The History of the Supernatural, in All Ages and Nations, and in All Churches, Christian and Pagan, Demonstrating a Universal Faith

By WILLIAM HOWITT. Philadelphia : J. B. Lippincott & Co.
THERE has been a great change of late years in connection with the science of Pneumatology and with the manner of treating it. There was a revolution of opinion on this subject in the middle of the last century; there is a counter-revolution today.
The superstitions and credulities of the Middle Ages eventuated, during the course of the eighteenth century, in the Encyclopædism of French philosophy. The grounds upon which the Church based her doctrine of the supernatural were fiercely attacked. The proofs brought forward to prove the insufficiency of such grounds were assumed to prove more than lack of logic in the Church; they were taken as proofs, that, in the nature of things, there is no evidence for the supernatural, in any sense of the term ; in other words, that there is no knowledge within the reach of mortals, except that which relates to the physical, — to this earth, as the only phase of existence, — to the vital body, as the all of the human being. Emotional and intellectual phenomena were but results of material organization, as heat is the result of combustion : they exhibited themselves so long as vitality continued; they disappeared when death supervened, as the warmth from a fire dies out with the cessation of combustion.
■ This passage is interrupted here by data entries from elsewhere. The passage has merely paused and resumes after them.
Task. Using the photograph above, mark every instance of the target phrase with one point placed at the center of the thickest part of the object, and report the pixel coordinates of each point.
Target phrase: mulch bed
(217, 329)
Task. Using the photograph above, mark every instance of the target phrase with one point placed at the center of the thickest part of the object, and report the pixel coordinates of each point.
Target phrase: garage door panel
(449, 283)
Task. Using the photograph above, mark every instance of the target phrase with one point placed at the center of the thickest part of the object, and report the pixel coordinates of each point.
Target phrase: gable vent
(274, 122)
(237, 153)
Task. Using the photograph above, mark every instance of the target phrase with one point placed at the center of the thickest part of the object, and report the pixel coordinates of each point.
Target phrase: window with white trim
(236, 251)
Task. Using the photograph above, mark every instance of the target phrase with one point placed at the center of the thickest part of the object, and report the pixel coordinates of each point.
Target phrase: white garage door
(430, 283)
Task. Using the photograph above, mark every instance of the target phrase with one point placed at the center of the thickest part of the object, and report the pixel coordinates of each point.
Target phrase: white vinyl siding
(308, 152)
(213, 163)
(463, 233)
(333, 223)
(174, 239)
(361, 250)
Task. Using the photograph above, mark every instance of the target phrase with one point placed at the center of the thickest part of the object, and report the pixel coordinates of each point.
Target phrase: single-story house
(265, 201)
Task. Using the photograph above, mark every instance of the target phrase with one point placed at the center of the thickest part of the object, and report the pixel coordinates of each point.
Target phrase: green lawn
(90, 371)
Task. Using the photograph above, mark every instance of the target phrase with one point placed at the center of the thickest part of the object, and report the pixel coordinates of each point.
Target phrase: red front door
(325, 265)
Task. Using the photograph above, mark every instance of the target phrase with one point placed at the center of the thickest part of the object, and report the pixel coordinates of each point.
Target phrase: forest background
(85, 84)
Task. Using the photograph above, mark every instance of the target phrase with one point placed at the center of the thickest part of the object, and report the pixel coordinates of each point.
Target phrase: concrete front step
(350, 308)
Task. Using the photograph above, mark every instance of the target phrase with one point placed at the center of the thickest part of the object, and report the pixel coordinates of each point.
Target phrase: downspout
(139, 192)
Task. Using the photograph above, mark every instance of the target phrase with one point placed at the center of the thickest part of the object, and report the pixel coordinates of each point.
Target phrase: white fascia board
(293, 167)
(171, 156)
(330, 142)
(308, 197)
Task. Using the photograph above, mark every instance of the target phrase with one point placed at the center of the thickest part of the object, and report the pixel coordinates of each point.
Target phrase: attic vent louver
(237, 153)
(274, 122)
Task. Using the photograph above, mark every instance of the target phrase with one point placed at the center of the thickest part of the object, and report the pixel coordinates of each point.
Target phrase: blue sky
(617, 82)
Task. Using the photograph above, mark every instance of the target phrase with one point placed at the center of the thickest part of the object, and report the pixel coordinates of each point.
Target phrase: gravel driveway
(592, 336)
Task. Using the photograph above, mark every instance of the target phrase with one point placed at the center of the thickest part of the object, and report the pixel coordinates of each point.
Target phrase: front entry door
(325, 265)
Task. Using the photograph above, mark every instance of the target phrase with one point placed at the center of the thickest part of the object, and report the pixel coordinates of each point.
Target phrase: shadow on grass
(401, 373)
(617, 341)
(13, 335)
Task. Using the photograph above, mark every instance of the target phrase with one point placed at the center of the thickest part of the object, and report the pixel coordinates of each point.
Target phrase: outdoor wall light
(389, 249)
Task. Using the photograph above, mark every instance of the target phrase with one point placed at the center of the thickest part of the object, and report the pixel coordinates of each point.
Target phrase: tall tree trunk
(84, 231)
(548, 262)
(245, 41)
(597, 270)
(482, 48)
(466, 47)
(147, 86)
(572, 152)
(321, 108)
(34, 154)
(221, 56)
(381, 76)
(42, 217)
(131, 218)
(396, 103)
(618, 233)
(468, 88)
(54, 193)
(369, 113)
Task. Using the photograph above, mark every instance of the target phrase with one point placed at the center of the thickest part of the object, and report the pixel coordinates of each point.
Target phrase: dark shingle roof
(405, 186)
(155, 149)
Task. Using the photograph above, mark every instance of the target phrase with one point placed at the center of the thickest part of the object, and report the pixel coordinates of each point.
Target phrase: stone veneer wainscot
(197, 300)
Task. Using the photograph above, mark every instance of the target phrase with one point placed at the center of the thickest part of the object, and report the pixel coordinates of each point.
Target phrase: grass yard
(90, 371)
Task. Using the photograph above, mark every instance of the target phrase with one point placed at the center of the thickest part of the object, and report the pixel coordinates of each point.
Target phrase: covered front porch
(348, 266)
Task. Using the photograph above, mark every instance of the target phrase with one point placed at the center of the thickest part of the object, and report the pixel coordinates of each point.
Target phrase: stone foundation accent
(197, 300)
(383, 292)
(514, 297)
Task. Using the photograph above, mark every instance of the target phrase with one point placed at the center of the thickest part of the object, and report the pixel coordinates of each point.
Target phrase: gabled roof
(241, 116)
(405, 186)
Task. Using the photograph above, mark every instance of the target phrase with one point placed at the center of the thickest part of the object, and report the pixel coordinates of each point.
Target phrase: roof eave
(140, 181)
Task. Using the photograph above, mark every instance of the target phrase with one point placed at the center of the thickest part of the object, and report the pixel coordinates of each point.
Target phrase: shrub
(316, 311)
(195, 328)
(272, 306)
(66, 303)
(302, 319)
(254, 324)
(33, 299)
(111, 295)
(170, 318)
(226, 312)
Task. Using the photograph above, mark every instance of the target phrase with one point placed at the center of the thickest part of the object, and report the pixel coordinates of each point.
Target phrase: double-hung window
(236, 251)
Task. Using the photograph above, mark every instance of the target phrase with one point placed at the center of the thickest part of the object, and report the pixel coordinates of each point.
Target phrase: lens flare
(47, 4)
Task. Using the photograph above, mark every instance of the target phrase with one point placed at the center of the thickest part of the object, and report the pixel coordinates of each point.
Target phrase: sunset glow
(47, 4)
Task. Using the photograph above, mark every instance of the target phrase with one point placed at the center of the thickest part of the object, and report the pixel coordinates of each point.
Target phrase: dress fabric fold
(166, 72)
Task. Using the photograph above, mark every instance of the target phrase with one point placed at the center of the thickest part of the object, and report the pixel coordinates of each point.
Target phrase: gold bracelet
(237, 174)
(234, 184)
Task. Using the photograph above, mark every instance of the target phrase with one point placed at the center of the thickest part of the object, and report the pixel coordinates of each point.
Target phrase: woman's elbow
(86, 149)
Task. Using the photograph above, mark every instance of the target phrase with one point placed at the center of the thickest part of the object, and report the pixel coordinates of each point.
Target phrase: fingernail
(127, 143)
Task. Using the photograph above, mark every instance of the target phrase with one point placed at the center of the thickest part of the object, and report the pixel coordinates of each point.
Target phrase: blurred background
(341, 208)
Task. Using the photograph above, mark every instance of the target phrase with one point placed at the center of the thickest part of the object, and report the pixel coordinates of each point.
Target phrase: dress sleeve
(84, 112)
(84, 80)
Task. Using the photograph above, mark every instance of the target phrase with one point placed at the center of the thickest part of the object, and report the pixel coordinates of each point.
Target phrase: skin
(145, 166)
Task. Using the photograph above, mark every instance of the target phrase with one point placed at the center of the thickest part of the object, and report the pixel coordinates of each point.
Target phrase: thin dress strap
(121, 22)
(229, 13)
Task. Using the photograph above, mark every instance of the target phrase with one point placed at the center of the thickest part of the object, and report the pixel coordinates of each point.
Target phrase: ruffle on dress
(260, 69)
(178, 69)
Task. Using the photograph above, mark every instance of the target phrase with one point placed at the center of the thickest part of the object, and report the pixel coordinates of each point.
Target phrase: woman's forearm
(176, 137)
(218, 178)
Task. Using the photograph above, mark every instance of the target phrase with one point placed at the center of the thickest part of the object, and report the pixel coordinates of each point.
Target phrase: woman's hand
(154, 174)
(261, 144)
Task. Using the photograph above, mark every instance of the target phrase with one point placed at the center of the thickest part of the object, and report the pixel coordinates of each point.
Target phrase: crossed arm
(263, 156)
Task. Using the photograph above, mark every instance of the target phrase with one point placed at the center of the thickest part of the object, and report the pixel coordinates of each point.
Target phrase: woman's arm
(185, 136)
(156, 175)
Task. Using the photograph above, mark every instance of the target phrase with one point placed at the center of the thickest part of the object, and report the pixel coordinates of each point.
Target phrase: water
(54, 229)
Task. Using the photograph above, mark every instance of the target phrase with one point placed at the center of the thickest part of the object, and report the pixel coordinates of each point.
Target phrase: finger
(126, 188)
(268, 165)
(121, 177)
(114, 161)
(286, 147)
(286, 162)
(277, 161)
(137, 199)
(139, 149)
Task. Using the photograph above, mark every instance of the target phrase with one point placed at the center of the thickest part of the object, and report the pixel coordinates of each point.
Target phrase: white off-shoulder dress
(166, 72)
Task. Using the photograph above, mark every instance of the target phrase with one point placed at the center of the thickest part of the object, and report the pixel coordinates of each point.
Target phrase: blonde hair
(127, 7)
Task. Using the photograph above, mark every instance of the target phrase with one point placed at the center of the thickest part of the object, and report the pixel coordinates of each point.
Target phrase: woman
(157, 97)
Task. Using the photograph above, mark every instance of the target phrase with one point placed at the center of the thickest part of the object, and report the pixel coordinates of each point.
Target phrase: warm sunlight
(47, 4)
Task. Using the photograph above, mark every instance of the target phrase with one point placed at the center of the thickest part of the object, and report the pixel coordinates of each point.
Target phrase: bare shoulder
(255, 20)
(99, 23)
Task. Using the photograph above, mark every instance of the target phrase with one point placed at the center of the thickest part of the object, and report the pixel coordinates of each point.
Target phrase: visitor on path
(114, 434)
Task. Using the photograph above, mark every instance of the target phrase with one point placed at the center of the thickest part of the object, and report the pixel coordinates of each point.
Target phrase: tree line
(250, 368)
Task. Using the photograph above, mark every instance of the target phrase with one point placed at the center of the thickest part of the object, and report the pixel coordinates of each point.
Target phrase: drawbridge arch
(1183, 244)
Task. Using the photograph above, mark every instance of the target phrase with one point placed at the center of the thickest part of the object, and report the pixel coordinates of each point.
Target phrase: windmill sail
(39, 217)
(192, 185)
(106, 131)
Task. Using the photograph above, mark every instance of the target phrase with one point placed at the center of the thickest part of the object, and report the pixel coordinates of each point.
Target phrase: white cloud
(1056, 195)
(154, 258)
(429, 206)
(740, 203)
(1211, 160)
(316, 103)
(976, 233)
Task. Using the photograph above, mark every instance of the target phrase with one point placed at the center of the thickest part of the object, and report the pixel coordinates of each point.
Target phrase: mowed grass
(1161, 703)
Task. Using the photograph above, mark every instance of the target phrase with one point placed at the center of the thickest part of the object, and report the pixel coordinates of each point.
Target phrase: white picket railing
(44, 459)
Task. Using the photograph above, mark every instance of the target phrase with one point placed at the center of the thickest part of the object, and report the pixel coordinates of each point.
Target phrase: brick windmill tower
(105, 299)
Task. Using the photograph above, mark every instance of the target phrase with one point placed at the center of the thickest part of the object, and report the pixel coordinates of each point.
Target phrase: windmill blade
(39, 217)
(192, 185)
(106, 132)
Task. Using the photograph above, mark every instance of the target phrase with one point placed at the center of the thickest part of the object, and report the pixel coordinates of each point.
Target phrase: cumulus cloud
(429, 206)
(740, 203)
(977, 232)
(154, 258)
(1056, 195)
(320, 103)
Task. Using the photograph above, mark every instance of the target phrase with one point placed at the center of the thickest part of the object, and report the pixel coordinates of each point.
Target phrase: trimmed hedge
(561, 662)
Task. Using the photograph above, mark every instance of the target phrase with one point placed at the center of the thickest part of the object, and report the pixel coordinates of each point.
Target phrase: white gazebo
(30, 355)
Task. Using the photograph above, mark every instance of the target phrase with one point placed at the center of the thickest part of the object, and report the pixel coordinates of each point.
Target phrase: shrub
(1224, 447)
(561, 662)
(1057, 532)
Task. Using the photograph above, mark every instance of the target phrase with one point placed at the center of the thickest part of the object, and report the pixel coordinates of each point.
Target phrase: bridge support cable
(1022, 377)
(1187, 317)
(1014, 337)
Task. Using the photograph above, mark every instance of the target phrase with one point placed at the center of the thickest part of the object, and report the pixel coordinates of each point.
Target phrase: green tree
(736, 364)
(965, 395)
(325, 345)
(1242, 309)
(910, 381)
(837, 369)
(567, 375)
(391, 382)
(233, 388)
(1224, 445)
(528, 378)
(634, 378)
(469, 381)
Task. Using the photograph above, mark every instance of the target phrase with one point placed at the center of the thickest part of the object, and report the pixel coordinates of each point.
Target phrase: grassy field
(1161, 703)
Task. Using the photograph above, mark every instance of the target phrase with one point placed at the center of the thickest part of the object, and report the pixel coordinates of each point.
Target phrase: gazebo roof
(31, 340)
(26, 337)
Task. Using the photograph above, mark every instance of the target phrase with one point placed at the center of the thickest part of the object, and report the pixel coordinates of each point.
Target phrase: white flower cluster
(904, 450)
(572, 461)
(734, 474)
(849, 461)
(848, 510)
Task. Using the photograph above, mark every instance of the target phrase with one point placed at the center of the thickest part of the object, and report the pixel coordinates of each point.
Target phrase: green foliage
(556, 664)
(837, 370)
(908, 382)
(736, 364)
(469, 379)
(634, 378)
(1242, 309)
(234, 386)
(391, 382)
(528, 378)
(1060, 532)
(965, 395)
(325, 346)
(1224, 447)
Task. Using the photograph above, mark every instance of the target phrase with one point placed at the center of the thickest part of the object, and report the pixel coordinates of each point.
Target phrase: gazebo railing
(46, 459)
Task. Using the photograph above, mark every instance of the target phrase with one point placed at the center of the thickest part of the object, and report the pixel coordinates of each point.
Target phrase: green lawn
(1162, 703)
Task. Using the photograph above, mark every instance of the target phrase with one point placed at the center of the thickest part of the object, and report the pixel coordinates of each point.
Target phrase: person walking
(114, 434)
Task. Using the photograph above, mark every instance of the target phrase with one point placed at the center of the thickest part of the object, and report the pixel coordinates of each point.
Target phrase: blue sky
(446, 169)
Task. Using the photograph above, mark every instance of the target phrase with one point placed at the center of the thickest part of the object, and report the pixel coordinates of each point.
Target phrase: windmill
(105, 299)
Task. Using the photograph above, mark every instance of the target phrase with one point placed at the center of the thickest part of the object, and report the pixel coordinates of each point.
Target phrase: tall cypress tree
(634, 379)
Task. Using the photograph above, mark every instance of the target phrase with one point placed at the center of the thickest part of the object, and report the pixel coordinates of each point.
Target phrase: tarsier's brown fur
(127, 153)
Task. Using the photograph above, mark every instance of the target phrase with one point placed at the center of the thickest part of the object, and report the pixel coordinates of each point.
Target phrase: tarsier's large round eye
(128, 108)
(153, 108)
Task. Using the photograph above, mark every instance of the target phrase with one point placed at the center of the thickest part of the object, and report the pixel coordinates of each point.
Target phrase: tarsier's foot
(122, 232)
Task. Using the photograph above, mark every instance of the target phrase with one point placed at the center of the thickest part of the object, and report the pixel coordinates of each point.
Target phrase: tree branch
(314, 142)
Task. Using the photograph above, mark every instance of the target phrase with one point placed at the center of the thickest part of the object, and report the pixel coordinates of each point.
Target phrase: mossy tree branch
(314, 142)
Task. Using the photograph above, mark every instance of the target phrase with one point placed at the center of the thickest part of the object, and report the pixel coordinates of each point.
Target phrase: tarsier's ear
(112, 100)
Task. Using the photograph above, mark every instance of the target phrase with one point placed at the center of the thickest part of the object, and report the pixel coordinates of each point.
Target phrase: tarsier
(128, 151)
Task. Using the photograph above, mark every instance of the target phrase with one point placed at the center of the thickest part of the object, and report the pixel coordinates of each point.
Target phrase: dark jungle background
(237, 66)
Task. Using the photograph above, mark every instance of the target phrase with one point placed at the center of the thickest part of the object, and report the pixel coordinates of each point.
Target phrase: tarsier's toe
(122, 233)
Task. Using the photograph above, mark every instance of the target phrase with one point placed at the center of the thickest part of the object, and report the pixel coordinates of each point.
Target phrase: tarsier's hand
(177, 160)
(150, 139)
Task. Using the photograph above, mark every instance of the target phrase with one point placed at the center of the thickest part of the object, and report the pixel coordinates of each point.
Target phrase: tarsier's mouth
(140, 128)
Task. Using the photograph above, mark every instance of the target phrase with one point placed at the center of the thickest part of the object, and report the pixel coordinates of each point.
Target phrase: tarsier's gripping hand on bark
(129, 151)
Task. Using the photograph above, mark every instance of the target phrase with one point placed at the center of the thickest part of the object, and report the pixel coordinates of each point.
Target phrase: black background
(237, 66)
No hypothetical soul was needed to account for the thousand phenomena of thought or of sensation. Pneumatology was no science, but the mere fancy of an excited imagination.
Not to the literature and the social life of France alone was this materialistic influence confined. The mind of Germany, of England, and, more or less, of the rest of Europe, and of America, was pervaded by it. The tendency, all over the civilized world, was towards unbelief, not merely in miracles, but in all things spiritual. Science, with her strict tests and her severe inductions, lent her aid in the same direction.
It does not seem to have occurred to the philosophers of the Encyclopædian school that a doctrine is not necessarily false because an insufficient argument is brought forward to prove it. It does not appear to have occurred to skeptical physicists that there may be laws of Nature regulating ultramundane phenomena, as fixed, as invariable, as those which decide the succession of geological phenomena and the products of chemical combinations.
Here is a theory which is worth considering. May it not be that God adapts the proofs of that which it is important that man should know to the intellectual progress of mankind ? Is it certain that the same evidence which sufficed for the foundation of religious faith five hundred years ago will suffice equally well to-day ? Truths are eternal; laws of Nature vary not. But of the world's thoughts there is a childhood, a youth, a manhood ; and there may be various classes of arguments suited to various stages of progress.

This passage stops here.